RFR (XXS): 7158682: G1: Handle leak when running nsk.sysdict tests

Mon Apr 30 09:13:18 UTC 2012

Hi John,

Thanks for the detailed explanation. I understand your concern about 
worst case overhead for HandleMarks. However, when this code executes we 
are anyway in slow path allocation where we take locks, so I'm not so 
sure this overhead will be too painful. Also, it is not a very likely case.

So, I would prefer to move the HandleMark closer to where the Handle is 
allocated.

I started to look a bit closer to the call graph and came up with this 
call hierarchy:

instanceRefKlass::acquire_pending_list_lock()
   VM_GC_Operation::acquire_pending_list_lock()
     VM_GC_Operation::doit_prologue()
       VM_G1OperationWithAllocRequest
         VM_G1CollectForAllocation
           G1CollectedHeap::mem_allocate() <----- HandleMark
       VM_G1IncCollectionPause::doit_prologue()
         G1CollectedHeap::do_collection_pause()
           G1CollectedHeap::attempt_allocation_slow() <----- HandleMark
           G1CollectedHeap::attempt_allocation_humongous() <----- HandleMark
         G1CollectedHeap::collect() <----- No HandleMark

instanceRefKlass::acquire_pending_list_lock() is where we create the 
Handle.

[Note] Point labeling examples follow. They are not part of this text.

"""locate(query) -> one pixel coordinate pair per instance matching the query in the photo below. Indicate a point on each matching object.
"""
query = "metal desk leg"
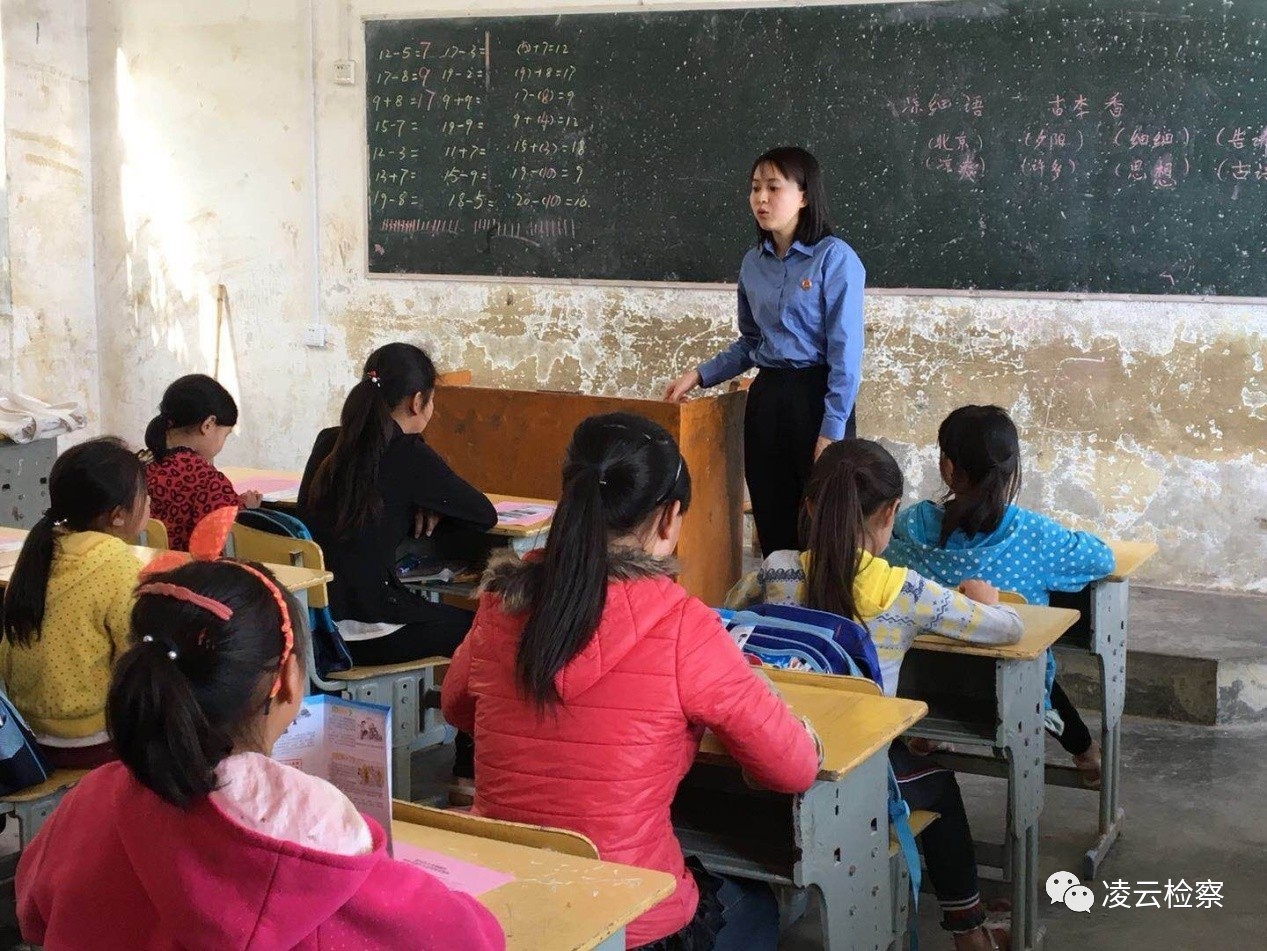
(403, 694)
(1109, 610)
(1020, 708)
(843, 832)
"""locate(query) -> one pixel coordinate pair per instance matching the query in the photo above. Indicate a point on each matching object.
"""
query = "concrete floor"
(1195, 809)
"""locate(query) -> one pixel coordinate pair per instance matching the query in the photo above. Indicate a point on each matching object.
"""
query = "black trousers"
(437, 636)
(781, 428)
(1076, 737)
(948, 850)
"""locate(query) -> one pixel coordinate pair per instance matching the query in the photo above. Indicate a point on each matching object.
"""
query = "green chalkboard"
(1067, 146)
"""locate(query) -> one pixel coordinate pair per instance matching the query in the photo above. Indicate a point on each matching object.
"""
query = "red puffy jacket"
(606, 760)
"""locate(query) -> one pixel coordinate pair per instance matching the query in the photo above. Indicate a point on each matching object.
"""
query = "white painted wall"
(47, 308)
(1147, 419)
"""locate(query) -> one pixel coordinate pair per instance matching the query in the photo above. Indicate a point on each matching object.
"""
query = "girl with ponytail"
(370, 484)
(846, 521)
(978, 531)
(67, 603)
(194, 419)
(198, 838)
(589, 676)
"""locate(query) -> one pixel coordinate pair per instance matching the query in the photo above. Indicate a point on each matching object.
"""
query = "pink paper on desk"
(522, 513)
(266, 485)
(456, 874)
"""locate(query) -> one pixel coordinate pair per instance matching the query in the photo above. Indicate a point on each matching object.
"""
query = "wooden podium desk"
(513, 441)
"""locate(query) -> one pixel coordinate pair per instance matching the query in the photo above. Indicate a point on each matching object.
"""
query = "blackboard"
(1069, 146)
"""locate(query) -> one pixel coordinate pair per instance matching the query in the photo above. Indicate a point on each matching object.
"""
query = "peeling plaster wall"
(47, 303)
(1142, 418)
(203, 147)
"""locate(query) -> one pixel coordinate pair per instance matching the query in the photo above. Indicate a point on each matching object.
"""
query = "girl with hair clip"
(978, 531)
(195, 417)
(801, 324)
(198, 838)
(66, 607)
(589, 678)
(371, 483)
(850, 503)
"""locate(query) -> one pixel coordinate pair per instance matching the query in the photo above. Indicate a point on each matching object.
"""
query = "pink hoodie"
(118, 868)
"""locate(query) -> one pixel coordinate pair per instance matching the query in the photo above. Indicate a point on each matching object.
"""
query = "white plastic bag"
(24, 418)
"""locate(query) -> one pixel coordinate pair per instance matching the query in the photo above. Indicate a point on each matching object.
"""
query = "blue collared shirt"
(805, 309)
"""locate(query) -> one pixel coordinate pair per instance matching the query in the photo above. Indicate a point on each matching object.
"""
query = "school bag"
(20, 764)
(824, 642)
(802, 638)
(330, 652)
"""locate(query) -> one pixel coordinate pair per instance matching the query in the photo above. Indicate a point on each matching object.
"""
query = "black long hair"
(88, 481)
(852, 480)
(188, 402)
(802, 170)
(174, 718)
(620, 471)
(985, 448)
(347, 479)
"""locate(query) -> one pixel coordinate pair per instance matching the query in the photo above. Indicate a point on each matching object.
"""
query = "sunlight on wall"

The entry points marked with "<----- HandleMark" is where you 
added HandleMarks. I think there might be one missing in 
G1CollectedHeap::collect(), right?

Looking at this graph I would prefer to put the HandleMark even closer 
to where we create the Handle. In fact, why not put it inside 
instanceRefKlass::acquire_pending_list_lock()? Or at least put it in the 
VM_GC_Operation::doit_prologue(). After that the code forks and we run 
the risk that some path will be missing a HandleMark.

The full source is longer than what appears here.